SOUND: Maybe John Cage would hear it as music, but to my now countrified ears it was just non-stop noise: cars, horns, planes, subway trains, sirens, road drills, yelling, music blaring everywhere, a cacophony of air conditioners, the shrill whistles of taxi-hailing doormen, dogs, and the babble of cell phone chatter….

SMELL: I’ll be brief. We were trapped between stations in a subway car that reeked of urine.

TASTE: Lacking for the most part, organic or no, hip restaurant or not, food in America borders on bland compared to the produce in Italy.

TOUCH: Ah, the feel of concrete beneath one’s feet.

Yesterday we picnicked in Central Park with our children and granddaughter.

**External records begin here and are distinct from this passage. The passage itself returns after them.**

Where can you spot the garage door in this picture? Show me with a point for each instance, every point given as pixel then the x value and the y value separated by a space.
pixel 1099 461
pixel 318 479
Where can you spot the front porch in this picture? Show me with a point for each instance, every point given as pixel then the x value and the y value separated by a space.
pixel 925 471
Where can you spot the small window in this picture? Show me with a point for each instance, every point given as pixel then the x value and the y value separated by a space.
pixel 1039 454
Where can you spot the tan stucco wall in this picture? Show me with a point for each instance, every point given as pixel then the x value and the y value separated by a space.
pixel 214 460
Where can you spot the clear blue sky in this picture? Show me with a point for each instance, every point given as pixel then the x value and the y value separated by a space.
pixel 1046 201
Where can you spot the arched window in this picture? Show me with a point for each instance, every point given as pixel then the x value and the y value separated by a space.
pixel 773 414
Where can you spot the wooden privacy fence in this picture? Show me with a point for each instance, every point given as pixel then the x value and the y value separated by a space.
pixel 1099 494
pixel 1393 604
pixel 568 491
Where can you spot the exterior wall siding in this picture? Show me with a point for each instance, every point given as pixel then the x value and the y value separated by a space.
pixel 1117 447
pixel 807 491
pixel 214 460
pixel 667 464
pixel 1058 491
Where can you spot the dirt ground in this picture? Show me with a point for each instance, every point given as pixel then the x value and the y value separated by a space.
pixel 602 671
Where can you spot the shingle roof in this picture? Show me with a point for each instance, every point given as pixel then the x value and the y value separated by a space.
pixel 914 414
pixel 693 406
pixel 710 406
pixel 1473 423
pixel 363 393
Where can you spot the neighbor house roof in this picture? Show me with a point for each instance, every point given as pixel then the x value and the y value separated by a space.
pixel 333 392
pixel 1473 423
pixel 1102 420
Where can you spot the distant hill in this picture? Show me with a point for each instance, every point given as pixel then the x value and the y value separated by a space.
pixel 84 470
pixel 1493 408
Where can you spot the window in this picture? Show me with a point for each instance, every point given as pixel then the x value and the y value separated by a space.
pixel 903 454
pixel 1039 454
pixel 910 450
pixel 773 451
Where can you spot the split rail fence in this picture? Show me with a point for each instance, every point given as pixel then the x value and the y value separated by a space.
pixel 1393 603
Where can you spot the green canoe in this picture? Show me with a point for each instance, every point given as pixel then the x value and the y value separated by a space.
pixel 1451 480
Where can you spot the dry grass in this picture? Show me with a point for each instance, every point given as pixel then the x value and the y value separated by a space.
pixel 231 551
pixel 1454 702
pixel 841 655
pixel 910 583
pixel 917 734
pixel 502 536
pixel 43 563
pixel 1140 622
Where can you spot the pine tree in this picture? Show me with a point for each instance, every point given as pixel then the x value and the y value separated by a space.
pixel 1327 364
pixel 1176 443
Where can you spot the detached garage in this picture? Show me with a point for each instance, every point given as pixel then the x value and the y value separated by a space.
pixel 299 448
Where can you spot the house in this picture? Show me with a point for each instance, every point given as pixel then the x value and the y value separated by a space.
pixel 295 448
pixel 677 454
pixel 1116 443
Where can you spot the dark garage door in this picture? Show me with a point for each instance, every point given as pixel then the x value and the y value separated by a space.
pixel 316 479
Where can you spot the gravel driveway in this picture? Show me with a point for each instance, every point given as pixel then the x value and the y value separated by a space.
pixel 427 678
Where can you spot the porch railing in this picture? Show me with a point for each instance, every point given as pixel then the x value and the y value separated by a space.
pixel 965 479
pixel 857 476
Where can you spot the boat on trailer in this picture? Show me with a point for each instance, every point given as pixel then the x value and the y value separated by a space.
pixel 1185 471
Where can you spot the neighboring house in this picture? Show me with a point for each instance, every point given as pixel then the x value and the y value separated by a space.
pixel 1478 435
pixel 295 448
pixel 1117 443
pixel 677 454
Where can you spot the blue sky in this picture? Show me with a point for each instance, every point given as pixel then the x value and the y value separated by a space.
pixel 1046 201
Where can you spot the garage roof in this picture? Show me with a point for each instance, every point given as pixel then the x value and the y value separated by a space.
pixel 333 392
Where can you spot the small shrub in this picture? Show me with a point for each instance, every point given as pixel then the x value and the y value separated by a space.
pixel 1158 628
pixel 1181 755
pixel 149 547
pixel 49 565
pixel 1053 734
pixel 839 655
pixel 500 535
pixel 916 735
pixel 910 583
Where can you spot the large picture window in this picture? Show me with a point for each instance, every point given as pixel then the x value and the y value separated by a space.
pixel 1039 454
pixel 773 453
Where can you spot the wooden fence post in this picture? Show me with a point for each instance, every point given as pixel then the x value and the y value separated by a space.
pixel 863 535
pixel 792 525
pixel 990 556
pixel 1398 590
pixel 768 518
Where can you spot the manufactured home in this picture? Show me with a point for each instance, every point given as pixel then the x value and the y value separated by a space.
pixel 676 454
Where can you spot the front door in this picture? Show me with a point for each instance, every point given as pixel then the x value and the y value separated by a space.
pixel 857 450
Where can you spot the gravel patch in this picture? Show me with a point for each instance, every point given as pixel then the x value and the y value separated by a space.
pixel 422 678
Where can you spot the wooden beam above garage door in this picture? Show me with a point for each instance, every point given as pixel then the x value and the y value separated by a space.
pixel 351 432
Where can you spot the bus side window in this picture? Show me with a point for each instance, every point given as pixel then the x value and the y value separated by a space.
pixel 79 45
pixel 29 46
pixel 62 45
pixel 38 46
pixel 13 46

A sweet dreamy day spent under the shady trees, tossing a Frisbee once in a while and, much like being on a crowded beach, watched the world at play. Watched some play better than others. Looked at our hard won family and felt incredible relief and joy and pride that we have travelled the distance with each other, have accepted our own and each other’s flaws and now, with nothing left to prove can just be. And so, for the rest of our time in New York all 5 senses were in harmony.

REVISION:

Sight: the faces of our loves ones

Sound: the music of laughter, family and strangers alike

Smell: the briny smell of the Hudson

Taste: the best BBQ’d pork tenderloin ever, courtesy of our son-in-law, David.

Touch: the breeze beneath the trees in Central Park and every hug given and received.